Книга: Барды Костяной равнины
Назад: Глава восемнадцатая
Дальше: Глава двадцатая

Глава девятнадцатая

Фелан начал следить за отцом.
Нет, это решение не было сознательным. Рассудок не имел с ним ничего общего. Почему он то и дело оказывался в самых неожиданных местах в разные часы дня и ночи, прятался за мусорным баком или элегантным паровым экипажем, наблюдая, куда Иона отправится дальше? Этого он не пытался объяснить даже самому себе. Случайно найденные крупицы информации, совершенно разрозненные факты, которые он едва мог вспомнить, сойдясь друг с другом, высекли искру, точно кремень и кресало. Свет этой искры озарил Иону, и, раз увидев то, что сделалось явным, Фелан уже не мог оставить поиски. Вот только обсудить все это с точки зрения разума он не мог ни с кем, а уж с Ионой тем более. Он искал нечто, прячущееся за языком, меж строк, и это нечто, как ни одна из прежних выходок отца, влекло его вперед, к решению головоломки по имени Иона Кле.

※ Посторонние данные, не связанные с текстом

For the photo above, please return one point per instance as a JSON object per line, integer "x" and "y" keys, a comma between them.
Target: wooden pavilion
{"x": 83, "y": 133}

Поглощенный этим, он почти не замечал хлынувшего в город потока музыкантов, кроме тех случаев, когда приезжие переполняли улицы и трактиры настолько, что мешали следить за Ионой. Если внимание привлекала незнакомая песня честолюбивого провинциала из какого-нибудь дальнего уголка Бельдена, вдохновленного древней историей и легендами о состязаниях бардов и спешащего добавить к ним еще одну прямо здесь, посреди улицы, Фелан в удивлении замедлял шаг и вспоминал, отчего Кайрай наполняется людьми и музыкой. Порой услышанная мелодия эхом отзывалась в сердце, заставляла остановиться, замереть, и тогда он, как его учили, откладывал ее в памяти, вплетая музыку в аромат ухи, в крики чаек над доками, в отблески света на инструментах музыкантов, запоминал на будущее и шел дальше.
Если Ионе удавалось ускользнуть, покинув дом в те редкие часы, когда Фелан спал (урывками и зачастую с книгой на лице), он заново обходил любимые места отца – музеи, заброшенные раскопы, стоячие камни на берегах Стирла, где отпечатки ног и пустые бутылки в грязи вполне могли принадлежать Ионе. Впрочем, он не забывал о занятиях с учениками, и спорадически, в тех редких случаях, когда и он, и Иона были дома, работал над статьей. Он рылся в школьной библиотеке и в счетных книгах эконома, и стопка страниц медленно, но верно росла. Подобно его мыслям, страницы исследования стремились к тому, что еще не могло появиться на свет: чтобы закончить работу, следовало отыскать путь сквозь лабиринт фактов, домыслов и дичайших нелепостей, из которых складывалась жизнь Ионы.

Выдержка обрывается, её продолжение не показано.